[FFmpeg-devel] Nellymoser encoder

Michael Niedermayer michaelni
Mon Sep 1 02:08:09 CEST 2008


On Mon, Sep 01, 2008 at 01:18:15AM +0200, Bartlomiej Wolowiec wrote:
> Sunday 31 August 2008 23:49:23 Michael Niedermayer napisa?(a):
> > On Sun, Aug 31, 2008 at 10:07:22PM +0200, Bartlomiej Wolowiec wrote:
> > > Sunday 31 August 2008 15:53:23 Michael Niedermayer napisa?(a):
> > > > On Sun, Aug 31, 2008 at 01:07:15PM +0200, Bartlomiej Wolowiec wrote:
> > > > > Saturday 30 August 2008 18:10:41 Michael Niedermayer napisa?(a):
> > > > > > On Sat, Aug 30, 2008 at 03:42:37PM +0200, Bartlomiej Wolowiec wrote:
> > > > > > > Friday 29 August 2008 22:36:10 Michael Niedermayer napisa?(a):
> > > > > > > > > > > > > +
> > > > > > > > > > > > > +void apply_mdct(NellyMoserEncodeContext *s, float
> > > > > > > > > > > > > *in, float *coefs) +{
> > > > > > > > > > > > > +    DECLARE_ALIGNED_16(float,
> > > > > > > > > > > > > in_buff[NELLY_SAMPLES]); +
> > > > > > > > > > > > > +    memcpy(&in_buff[0], &in[0], NELLY_SAMPLES *
> > > > > > > > > > > > > sizeof(float)); +    s->dsp.vector_fmul(in_buff,
> > > > > > > > > > > > > ff_sine_128, NELLY_BUF_LEN); +
> > > > > > > > > > > > > s->dsp.vector_fmul_reverse(in_buff + NELLY_BUF_LEN,
> > > > > > > > > > > > > in_buff + NELLY_BUF_LEN, ff_sine_128, NELLY_BUF_LEN);
> > > > > > > > > > > > > + ff_mdct_calc(&s->mdct_ctx, coefs, in_buff);
> > > > > > > > > > > > > +}
> > > > > > > > > > > >
> > > > > > > > > > > > The data is copied once in encode_frame and twice here
> > > > > > > > > > > > There is no need to copy the data 3 times.

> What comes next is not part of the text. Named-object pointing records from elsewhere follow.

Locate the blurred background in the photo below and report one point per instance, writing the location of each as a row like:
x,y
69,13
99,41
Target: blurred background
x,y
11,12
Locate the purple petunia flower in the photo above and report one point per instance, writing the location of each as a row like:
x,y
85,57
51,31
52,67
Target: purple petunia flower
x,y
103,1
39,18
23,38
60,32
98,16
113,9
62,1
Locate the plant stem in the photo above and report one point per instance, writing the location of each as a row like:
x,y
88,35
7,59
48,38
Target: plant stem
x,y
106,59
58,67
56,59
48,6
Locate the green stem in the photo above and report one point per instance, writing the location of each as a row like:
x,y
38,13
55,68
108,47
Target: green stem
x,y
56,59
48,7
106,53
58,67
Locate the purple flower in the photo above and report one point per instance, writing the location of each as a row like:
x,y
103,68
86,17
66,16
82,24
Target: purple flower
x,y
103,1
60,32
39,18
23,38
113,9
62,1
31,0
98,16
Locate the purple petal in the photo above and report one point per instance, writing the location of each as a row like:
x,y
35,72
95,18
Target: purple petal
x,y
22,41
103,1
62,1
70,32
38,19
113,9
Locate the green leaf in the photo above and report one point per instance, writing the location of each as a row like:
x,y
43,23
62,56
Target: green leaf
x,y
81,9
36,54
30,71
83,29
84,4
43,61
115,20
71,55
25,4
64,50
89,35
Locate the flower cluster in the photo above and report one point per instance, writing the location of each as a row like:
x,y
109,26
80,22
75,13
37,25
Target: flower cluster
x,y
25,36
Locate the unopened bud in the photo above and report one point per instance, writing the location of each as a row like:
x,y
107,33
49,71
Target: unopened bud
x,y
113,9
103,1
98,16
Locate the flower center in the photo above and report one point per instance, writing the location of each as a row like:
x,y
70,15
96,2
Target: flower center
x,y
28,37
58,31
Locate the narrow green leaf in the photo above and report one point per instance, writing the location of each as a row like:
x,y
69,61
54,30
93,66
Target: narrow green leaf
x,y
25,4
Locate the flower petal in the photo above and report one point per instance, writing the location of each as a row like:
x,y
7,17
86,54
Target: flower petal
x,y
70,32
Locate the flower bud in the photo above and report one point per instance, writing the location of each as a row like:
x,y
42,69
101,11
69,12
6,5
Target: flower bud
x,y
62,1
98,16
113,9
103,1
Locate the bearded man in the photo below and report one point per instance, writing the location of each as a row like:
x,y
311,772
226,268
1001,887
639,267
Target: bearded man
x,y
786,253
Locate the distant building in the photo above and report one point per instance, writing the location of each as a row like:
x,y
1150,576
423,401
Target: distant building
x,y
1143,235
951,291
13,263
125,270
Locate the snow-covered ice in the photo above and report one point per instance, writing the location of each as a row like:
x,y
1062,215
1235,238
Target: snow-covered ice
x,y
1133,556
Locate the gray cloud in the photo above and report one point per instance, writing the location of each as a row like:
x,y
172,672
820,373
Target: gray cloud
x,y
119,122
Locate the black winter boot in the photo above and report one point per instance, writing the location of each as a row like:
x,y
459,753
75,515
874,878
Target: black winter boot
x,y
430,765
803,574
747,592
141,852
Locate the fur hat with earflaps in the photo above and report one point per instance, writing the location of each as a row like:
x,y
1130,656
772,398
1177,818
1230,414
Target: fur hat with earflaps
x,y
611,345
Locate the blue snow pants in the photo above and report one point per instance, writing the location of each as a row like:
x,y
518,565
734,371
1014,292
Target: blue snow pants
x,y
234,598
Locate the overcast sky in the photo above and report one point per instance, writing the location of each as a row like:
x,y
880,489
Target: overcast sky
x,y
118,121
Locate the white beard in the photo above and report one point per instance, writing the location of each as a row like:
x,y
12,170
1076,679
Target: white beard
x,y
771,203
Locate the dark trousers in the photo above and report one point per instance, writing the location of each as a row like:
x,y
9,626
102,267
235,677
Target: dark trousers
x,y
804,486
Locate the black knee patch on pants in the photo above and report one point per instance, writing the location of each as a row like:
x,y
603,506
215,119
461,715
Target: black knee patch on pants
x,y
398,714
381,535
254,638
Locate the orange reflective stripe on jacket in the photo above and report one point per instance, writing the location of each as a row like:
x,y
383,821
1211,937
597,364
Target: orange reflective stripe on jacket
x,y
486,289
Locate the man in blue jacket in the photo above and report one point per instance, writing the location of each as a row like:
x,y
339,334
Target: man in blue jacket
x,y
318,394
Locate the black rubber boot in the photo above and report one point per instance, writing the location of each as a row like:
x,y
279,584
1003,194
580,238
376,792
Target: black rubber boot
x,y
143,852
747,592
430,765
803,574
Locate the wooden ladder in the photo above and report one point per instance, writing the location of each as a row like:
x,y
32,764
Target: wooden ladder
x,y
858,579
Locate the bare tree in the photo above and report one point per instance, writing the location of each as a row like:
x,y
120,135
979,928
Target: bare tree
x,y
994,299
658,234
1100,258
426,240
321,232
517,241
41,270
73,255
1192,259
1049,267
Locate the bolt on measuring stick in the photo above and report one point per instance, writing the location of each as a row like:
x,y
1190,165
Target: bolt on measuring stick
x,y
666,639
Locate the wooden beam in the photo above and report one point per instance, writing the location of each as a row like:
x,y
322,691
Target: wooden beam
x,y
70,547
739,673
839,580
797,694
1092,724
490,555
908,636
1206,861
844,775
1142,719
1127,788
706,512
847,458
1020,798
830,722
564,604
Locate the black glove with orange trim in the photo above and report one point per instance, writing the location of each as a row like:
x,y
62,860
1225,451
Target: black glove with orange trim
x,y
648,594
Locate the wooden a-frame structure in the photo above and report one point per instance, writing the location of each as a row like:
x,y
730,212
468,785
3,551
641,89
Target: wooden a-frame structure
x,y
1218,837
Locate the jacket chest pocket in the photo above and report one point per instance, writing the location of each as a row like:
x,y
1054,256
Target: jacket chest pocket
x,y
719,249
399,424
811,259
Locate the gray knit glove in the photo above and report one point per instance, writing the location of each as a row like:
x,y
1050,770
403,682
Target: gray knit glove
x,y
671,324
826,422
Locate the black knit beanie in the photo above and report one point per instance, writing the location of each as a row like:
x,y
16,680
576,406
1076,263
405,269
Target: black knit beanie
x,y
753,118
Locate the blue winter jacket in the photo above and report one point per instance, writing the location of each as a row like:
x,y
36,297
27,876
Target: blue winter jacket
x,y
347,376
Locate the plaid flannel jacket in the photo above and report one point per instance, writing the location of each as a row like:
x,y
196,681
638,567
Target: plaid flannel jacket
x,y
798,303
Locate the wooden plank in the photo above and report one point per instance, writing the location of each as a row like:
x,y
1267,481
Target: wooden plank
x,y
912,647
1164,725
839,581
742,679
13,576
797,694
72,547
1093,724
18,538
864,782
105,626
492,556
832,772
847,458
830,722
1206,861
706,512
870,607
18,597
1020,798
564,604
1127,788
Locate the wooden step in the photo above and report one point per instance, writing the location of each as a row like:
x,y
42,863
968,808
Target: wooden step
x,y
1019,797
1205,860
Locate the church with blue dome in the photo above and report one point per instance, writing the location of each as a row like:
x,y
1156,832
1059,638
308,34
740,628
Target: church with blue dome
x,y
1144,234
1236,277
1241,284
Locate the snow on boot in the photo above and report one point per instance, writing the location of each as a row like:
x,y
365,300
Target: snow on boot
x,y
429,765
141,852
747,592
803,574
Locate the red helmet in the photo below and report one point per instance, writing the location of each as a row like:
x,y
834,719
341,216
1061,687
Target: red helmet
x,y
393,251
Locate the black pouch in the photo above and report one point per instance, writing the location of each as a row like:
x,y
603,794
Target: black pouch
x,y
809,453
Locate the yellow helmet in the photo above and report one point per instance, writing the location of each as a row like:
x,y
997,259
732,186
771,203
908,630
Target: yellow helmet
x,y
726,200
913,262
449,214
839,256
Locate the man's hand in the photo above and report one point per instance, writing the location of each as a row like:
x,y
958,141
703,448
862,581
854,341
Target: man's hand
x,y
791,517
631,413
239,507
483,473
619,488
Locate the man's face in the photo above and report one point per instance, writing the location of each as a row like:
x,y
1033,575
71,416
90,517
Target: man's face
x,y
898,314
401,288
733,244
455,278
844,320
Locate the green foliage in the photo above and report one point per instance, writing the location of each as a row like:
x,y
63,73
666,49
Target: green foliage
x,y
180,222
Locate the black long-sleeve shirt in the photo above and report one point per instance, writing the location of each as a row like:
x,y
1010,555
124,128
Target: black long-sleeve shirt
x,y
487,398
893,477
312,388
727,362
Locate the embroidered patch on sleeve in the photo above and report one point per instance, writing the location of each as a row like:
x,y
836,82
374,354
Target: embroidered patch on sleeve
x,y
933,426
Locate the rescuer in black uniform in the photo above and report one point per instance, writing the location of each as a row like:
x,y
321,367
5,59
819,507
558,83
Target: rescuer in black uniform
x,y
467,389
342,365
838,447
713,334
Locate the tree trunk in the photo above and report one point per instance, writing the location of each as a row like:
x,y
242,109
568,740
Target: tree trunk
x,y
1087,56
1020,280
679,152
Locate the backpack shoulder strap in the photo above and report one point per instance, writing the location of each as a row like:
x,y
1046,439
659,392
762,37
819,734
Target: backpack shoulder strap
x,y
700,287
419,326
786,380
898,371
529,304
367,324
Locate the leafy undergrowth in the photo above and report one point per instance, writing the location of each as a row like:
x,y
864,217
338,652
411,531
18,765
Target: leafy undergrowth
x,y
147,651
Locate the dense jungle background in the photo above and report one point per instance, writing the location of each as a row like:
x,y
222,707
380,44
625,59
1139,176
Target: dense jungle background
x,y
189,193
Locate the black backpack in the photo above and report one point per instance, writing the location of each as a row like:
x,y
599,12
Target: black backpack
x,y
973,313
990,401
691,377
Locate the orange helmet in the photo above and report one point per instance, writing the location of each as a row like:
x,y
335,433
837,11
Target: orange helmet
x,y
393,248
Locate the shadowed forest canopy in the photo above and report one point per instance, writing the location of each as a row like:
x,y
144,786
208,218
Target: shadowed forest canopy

> > > > > > > > > > > > vector_fmul can be used with a singl memcpy to get the
> > > > > > > > > > > > data into any destination, and vector_fmul_reverse
> > > > > > > > > > > > doesnt even need 1 memcpy, so overall a single memcpy
> > > > > > > > > > > > is enough
> > > > > > > > > > >
> > > > > > > > > > > Hope that you meant something similar to my solution.
> > > > > > > > > >
> > > > > > > > > > no, you still do 2 memcpy() but now the code is really
> > > > > > > > > > messy as well.
> > > > > > > > > >
> > > > > > > > > > what you should do is, for each block of samples you get
> > > > > > > > > > from the user 1. apply one half of the window onto it with
> > > > > > > > > > vector_fmul_reverse and destination of some internal buffer
> > > > > > > > > > 2. memcpy into the 2nd destination and apply the other half
> > > > > > > > > > of the window onto it with vector_fmul
> > > > > > > > > > 3. run the mdct as appropriate on the internal buffers.
> > > > > > > > >
> > > > > > > > > Hmm, I considered it, but I don't understand exactly what
> > > > > > > > > should I change... In the code I copy data two times:
> > > > > > > > > a) in encode_frame - I convert int16_t to float and copy data
> > > > > > > > > to s->buf - I need to do it somewhere because vector_mul
> > > > > > > > > requires float *. Additionally, part of the data is needed to
> > > > > > > > > the next call of encode_frame b) in apply_mdct - here I think
> > > > > > > > > that some additional part of buffer is needed. If I
> > > > > > > > > understood correctly I have to get rid of a), but how to get
> > > > > > > > > access to old data when the next call of encode_frame is
> > > > > > > > > performed and how call vector_fmul on int16_t?
> > > > > > > >
> > > > > > > > have you tried setting AVCodec.sample_fmts to SAMPLE_FMT_FLT ?
> > > > > > > > I think ffmpeg should support this already. If it does not work
> > > > > > > > then we can keep int16 for now which would implicate more
> > > > > > > > copying
> > > > > > >
> > > > > > > Hmm... I tried to use SAMPLE_FMT_FLT, but something doesn't work.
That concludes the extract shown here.